Don’t wash a cat, or your keyboard, either: I will never EVER forget this sysadmin lesson.

Mohammad R. Tayyebi
4 min readDec 7, 2023

I really appreciate those clean system administrators who don’t bring their executables to home and I try to be one. So I do obsessive stuff, such as routine checkups of directories and configurations, cleaning my table everyday, and washing my keyboard.

Keyboard peaces in a liquid cleaner

So I wash (really I do) my keyboard each couple of months. And I did last week. It has simple steps: plug buttons out, put them in a jar containing cleaners, let them dry, and put them in their places. Would be nice to put all those peaces in rice to fasten this process. But believe me, there are still risks; not for your beloved keyboard, but for those servers which you are administrator of!

What happened to me?

I was configuring a safe directory for those CI/CD stuff to be editable by default user ubuntu. I had to enter a command to change ownership of files and directories inside a project folder. Everybody knows how to do that yeah? Simply by entering sudo chown usr:grp ../dir, machine will immediately start the progress if the commander user is a sudoer. Linux is a suicide warrior. Mistakenly I entered sudo chown usr:grp / instead of sudo chown usr:grp *! Why? I was looking at my keyboard not the monitor at the time… And that was something wrong with that. Number pad peaces where physically in a wrong order. This was a awkward behavior, which I don’t do everyday.
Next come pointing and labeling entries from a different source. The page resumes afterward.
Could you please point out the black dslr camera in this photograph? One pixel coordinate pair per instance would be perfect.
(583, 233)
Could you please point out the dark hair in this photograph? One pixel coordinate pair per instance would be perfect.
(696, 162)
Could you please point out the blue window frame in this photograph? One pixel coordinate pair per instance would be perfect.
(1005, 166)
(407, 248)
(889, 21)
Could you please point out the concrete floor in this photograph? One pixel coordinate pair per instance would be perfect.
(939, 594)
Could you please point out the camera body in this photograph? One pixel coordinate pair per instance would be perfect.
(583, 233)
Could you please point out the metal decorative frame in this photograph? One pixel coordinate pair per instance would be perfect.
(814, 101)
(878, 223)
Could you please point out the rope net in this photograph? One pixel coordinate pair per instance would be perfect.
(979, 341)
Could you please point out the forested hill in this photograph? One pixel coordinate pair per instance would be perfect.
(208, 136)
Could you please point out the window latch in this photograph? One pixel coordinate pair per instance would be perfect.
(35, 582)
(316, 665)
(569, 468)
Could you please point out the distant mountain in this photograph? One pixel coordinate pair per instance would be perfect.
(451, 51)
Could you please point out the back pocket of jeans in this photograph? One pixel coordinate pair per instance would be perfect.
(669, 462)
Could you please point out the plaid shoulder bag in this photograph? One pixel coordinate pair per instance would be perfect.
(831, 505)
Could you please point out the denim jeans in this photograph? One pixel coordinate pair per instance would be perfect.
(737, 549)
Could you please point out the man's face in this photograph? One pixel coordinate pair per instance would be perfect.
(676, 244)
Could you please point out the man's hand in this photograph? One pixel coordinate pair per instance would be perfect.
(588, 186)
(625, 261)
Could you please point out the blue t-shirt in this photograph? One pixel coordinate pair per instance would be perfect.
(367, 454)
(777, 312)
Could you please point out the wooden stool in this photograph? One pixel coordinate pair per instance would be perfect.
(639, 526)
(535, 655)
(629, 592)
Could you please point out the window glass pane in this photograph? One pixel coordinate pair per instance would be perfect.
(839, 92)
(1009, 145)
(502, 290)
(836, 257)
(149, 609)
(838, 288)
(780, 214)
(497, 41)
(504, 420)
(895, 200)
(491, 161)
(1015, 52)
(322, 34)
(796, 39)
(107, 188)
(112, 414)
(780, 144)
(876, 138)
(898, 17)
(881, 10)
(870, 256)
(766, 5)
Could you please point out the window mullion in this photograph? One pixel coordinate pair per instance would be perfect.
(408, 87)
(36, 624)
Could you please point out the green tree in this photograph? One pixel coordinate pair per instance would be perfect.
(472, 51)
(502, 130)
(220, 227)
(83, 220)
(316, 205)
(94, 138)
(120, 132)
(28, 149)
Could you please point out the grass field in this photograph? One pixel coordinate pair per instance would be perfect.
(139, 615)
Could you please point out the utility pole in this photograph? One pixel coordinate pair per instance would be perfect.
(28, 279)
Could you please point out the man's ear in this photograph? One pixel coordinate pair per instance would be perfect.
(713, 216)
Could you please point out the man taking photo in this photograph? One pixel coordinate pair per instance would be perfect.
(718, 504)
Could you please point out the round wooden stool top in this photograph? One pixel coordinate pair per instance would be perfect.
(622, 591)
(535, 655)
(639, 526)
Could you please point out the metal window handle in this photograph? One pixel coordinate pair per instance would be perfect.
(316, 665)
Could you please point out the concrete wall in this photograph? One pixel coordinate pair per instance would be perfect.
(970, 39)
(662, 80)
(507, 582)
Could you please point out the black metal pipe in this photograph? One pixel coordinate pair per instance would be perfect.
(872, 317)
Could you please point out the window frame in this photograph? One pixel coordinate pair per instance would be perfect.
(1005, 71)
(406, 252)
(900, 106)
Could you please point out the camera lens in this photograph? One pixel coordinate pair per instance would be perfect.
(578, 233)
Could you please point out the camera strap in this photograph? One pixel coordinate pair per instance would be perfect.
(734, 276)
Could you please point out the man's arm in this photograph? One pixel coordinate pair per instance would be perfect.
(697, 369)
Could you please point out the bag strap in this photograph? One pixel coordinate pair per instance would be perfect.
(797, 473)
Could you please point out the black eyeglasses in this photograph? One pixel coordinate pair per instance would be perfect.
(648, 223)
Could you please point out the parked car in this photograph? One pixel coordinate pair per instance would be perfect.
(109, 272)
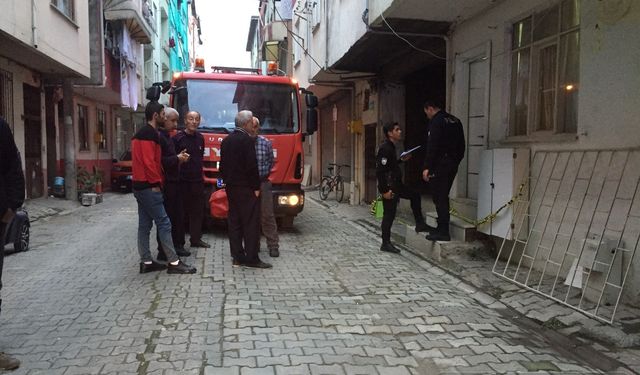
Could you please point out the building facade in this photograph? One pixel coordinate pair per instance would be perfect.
(537, 80)
(36, 38)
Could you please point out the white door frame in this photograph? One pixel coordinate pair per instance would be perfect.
(462, 62)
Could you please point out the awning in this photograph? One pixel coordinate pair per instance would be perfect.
(132, 13)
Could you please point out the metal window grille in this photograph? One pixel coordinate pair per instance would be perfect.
(577, 233)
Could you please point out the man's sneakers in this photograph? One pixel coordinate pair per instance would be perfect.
(424, 227)
(200, 243)
(180, 268)
(150, 267)
(438, 236)
(258, 264)
(180, 251)
(389, 248)
(8, 363)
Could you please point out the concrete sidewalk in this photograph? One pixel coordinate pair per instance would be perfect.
(473, 263)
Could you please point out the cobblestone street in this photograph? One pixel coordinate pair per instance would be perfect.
(333, 304)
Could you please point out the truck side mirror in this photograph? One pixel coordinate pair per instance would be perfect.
(153, 93)
(312, 120)
(311, 100)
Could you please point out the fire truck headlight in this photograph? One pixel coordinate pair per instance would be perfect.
(290, 200)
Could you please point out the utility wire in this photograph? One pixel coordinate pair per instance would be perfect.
(409, 43)
(306, 51)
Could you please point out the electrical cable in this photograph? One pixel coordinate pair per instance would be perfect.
(409, 43)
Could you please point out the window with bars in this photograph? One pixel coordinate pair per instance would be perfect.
(102, 130)
(66, 7)
(545, 62)
(83, 127)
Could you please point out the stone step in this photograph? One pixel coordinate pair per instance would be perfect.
(458, 229)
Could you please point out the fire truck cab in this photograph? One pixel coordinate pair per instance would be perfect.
(275, 100)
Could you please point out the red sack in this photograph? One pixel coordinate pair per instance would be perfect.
(218, 204)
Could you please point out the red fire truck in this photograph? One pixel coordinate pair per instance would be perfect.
(275, 100)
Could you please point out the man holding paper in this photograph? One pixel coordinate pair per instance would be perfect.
(391, 187)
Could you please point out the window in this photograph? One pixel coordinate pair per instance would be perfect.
(66, 7)
(83, 127)
(316, 13)
(102, 130)
(545, 61)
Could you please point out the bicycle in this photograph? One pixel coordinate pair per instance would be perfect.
(333, 182)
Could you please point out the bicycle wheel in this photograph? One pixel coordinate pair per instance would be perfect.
(325, 187)
(339, 189)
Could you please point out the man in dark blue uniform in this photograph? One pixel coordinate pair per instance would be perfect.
(391, 187)
(192, 179)
(11, 198)
(170, 190)
(445, 150)
(239, 169)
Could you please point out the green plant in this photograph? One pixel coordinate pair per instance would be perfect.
(87, 181)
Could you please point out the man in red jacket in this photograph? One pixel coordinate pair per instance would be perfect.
(146, 157)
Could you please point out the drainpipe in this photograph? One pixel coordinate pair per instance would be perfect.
(326, 35)
(34, 29)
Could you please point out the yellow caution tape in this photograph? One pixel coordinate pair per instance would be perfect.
(492, 216)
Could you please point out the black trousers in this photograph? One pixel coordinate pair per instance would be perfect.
(173, 206)
(390, 206)
(244, 224)
(192, 194)
(441, 184)
(3, 227)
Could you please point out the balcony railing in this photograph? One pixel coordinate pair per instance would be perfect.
(136, 15)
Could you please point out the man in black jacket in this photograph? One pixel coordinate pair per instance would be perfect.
(239, 170)
(192, 179)
(170, 190)
(445, 150)
(391, 187)
(11, 198)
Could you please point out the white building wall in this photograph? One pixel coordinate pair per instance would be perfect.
(609, 104)
(56, 36)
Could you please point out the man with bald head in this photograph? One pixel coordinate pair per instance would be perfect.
(192, 179)
(239, 170)
(171, 161)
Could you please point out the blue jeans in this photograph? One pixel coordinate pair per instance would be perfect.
(150, 210)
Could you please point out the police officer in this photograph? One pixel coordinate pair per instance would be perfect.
(391, 187)
(445, 150)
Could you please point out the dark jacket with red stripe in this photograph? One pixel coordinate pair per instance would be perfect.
(146, 158)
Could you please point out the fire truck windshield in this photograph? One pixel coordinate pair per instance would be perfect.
(218, 102)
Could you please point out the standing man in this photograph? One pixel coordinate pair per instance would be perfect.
(391, 187)
(11, 198)
(445, 150)
(239, 169)
(146, 155)
(170, 166)
(192, 180)
(264, 154)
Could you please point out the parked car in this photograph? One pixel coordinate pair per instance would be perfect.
(18, 231)
(121, 173)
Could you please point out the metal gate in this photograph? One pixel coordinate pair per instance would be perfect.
(575, 236)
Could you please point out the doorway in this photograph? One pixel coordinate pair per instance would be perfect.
(33, 142)
(476, 82)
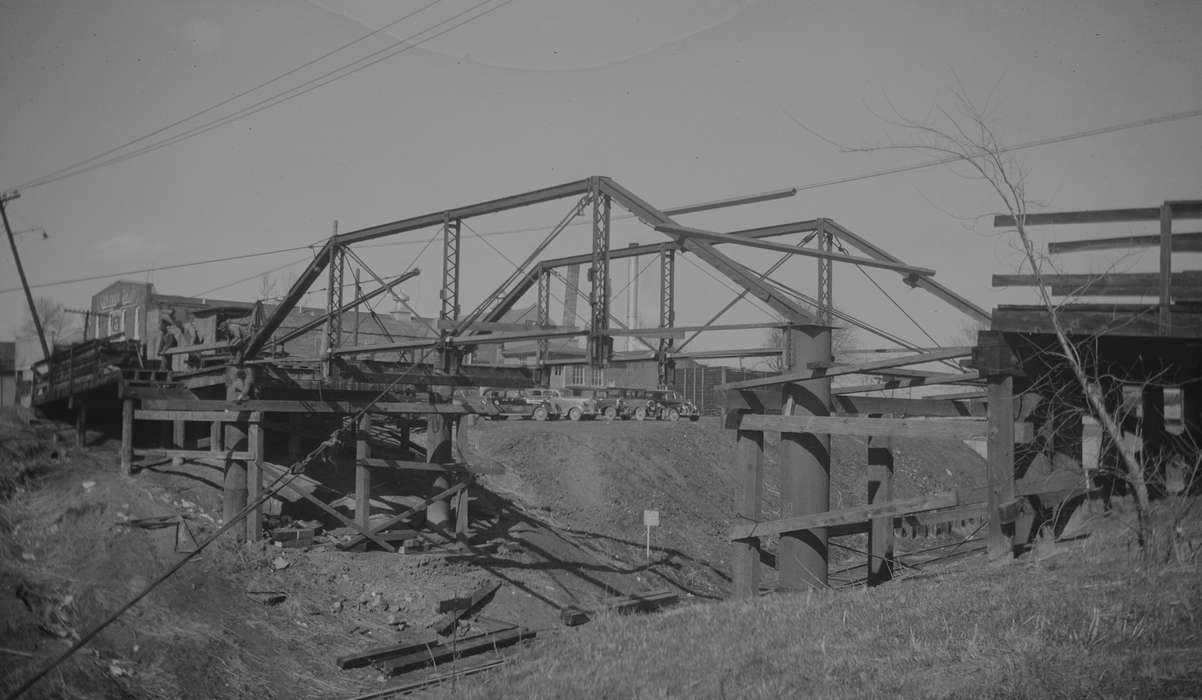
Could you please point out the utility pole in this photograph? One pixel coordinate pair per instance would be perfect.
(5, 197)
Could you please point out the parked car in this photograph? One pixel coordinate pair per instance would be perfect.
(578, 402)
(510, 402)
(610, 402)
(545, 402)
(635, 404)
(668, 405)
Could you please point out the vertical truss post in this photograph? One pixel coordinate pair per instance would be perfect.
(667, 312)
(826, 270)
(333, 303)
(543, 315)
(450, 292)
(600, 343)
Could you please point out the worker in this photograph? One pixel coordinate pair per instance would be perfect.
(166, 342)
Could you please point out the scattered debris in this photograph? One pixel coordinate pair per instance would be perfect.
(460, 607)
(267, 597)
(572, 615)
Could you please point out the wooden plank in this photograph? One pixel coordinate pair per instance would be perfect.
(238, 416)
(950, 428)
(255, 480)
(126, 437)
(1183, 284)
(384, 463)
(880, 492)
(842, 369)
(363, 473)
(442, 653)
(1166, 267)
(745, 564)
(957, 378)
(1130, 320)
(1189, 242)
(999, 460)
(189, 454)
(908, 407)
(305, 407)
(404, 515)
(482, 594)
(363, 532)
(1191, 209)
(367, 657)
(858, 514)
(572, 615)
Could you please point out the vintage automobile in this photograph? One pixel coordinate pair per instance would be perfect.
(667, 404)
(545, 402)
(578, 402)
(635, 404)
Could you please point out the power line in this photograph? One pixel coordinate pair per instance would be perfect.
(237, 96)
(1049, 141)
(286, 95)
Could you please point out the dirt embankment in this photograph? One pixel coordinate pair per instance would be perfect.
(595, 479)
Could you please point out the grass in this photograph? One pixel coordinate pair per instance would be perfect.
(1086, 618)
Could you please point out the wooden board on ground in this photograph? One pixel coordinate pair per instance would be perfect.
(573, 615)
(459, 648)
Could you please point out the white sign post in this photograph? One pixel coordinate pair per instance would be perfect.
(652, 520)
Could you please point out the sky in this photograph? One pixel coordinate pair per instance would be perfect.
(678, 100)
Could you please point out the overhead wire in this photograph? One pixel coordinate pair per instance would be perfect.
(393, 49)
(236, 96)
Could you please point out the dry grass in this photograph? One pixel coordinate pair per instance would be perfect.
(1084, 618)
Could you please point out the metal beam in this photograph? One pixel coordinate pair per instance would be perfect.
(928, 284)
(450, 292)
(690, 232)
(732, 202)
(600, 344)
(1182, 243)
(706, 251)
(1182, 209)
(304, 328)
(653, 248)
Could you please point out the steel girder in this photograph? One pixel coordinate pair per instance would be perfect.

I use Shift + 8 to add an asterisk.

I pressed Ctrl + C multiple times, after a second, which it was too late for a forty and some cores machine writing NVMe disks.

I was in a mess. My user account was useless. sudo was not working due to insufficient permissions.

But there was still some hope. Business files are stored on another RAID partitions on another SSD drives which are mounted on system startup. So In worst case scenario, I had to reinstall the OS from images stored on the network disk which comes with dedicated servers in your purchase from OVH Data Centers.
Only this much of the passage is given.